The history of the cafe racer in Europe parallels the history of choppers and motorcycle clubs in the United States after World War II.
United States vets coming back from the war turned to motorcycles as a way to blow off some steam by being weekend warriors with their pals. Not to mention, owning and servicing motorcycles in the '50s was rather inexpensive. In fact, many were do-it-yourselfers, which led to a phenomenon of taking stock Harley-Davidson motorcycles and turning them into bobbers and choppers.
Motorcycles in the United States in the '50s were more like a hobby for most. In England they were a necessity. A tough battle was fought, leaving infrastructure heavily damaged and fuel a precious commodity. For Europeans, a motorcycle was the perfect mode of transportation during this difficult time.
Eventually customization came on to the scene as youngsters formed their own groups and gathered at cafes to listen to rock 'n' roll and display their latest creations from stock Nortons, BSAs and Triumphs. Instead of going for the laid-back stance the Americans favored, they made their bikes lighter, pushed their riding position forward and focused on performance, rather than looks.

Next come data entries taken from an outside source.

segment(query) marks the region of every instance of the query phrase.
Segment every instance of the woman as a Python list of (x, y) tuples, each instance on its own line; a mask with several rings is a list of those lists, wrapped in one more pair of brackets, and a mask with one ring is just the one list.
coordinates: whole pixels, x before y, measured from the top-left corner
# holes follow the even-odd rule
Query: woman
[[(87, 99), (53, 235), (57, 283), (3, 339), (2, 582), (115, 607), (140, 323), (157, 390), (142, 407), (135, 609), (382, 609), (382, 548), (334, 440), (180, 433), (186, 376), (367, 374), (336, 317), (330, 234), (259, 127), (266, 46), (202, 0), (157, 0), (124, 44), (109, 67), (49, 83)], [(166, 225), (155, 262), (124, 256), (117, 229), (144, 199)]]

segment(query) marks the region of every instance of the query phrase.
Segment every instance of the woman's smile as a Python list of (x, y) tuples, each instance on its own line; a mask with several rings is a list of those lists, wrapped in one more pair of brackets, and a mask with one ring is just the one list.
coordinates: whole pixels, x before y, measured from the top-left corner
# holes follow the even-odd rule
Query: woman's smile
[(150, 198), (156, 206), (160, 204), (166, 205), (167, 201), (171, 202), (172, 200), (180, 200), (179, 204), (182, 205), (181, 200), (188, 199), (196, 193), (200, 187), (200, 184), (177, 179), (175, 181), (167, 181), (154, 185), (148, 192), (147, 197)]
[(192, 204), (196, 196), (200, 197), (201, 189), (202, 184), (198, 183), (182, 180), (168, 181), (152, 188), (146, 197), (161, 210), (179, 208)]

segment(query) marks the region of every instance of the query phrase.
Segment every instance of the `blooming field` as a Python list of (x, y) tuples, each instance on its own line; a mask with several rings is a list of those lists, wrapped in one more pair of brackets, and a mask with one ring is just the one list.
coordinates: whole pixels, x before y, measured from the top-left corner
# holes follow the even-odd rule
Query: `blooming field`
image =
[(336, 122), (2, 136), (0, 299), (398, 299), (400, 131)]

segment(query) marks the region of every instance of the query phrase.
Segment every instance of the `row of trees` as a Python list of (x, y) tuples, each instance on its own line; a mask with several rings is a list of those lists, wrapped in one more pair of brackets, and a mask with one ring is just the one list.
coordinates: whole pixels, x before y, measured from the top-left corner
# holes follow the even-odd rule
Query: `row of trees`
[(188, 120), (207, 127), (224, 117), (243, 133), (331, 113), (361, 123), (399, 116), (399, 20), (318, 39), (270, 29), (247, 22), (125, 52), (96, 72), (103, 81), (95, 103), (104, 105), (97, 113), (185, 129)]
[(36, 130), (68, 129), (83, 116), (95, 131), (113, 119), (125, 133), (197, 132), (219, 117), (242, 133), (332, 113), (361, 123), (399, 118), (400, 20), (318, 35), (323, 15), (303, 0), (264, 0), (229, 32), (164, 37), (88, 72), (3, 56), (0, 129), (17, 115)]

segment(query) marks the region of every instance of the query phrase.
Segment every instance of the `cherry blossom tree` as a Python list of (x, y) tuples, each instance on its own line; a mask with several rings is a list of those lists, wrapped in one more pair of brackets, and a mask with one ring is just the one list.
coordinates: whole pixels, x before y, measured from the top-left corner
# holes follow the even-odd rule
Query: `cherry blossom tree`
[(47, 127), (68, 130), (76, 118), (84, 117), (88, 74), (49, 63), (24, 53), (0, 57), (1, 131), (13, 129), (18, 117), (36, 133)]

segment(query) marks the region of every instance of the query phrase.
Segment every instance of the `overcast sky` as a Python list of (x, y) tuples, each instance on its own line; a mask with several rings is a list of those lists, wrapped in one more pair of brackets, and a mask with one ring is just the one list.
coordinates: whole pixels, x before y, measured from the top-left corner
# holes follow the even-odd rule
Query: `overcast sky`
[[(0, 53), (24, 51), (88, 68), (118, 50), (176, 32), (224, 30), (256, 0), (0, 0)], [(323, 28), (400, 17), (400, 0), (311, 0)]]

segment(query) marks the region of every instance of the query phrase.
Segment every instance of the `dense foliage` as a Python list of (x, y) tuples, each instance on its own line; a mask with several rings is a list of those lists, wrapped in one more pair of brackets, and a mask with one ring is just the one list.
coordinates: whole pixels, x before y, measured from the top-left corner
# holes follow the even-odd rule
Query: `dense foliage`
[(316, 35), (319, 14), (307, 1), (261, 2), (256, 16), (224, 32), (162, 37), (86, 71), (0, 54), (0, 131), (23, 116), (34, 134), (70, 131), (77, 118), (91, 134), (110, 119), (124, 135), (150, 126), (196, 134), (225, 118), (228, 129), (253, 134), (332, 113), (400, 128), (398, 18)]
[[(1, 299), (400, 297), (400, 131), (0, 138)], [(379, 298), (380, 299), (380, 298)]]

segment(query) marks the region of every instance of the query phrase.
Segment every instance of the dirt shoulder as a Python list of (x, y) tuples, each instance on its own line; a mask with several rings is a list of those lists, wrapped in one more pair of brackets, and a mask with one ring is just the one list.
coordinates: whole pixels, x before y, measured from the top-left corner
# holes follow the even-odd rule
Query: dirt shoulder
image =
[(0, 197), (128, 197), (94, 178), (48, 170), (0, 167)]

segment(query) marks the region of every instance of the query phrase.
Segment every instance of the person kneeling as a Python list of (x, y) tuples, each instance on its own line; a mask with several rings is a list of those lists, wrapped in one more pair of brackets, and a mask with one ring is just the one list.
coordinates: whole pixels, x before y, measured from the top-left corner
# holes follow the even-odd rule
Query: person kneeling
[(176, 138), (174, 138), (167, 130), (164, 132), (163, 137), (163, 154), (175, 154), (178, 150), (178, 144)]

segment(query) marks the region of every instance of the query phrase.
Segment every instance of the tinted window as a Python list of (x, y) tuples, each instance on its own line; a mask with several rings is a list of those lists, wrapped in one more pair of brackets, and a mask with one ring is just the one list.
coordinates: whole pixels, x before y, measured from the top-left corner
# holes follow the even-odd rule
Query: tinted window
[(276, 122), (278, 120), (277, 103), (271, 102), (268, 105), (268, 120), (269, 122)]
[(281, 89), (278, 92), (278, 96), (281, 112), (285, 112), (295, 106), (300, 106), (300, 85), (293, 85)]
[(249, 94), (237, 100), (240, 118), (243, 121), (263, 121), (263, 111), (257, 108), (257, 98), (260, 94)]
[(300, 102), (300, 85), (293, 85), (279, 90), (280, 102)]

As London was being rebuilt, new highways were created, which made conditions perfect for the motorcyclists to test their new highly tuned machines. Eventually, this led to competitions -- races from a cafe to a predetermined destination and then back again. They did these races during one song on the jukebox, which at the time typically lasted approximately three minutes.
I spoke to the director of "Cafe Society," Mike Seate, on his way to the New York premiere last Thursday and he said the project took about two years to complete and he did it out of his own love for cafe racers. He vacations in Europe every year and is constantly going to events in the States. Mike has eight motorcycles that his wife knows about.
Americans have a passion for choppers because it's "what they know." Fortunately, thanks to the Three Rivers Film Festival, you'll be able to see this amazing documentary at the Harris Theater Downtown at 8 p.m. Saturday. Tickets are $8 and are available online at www.proartsticket.org or at the box office.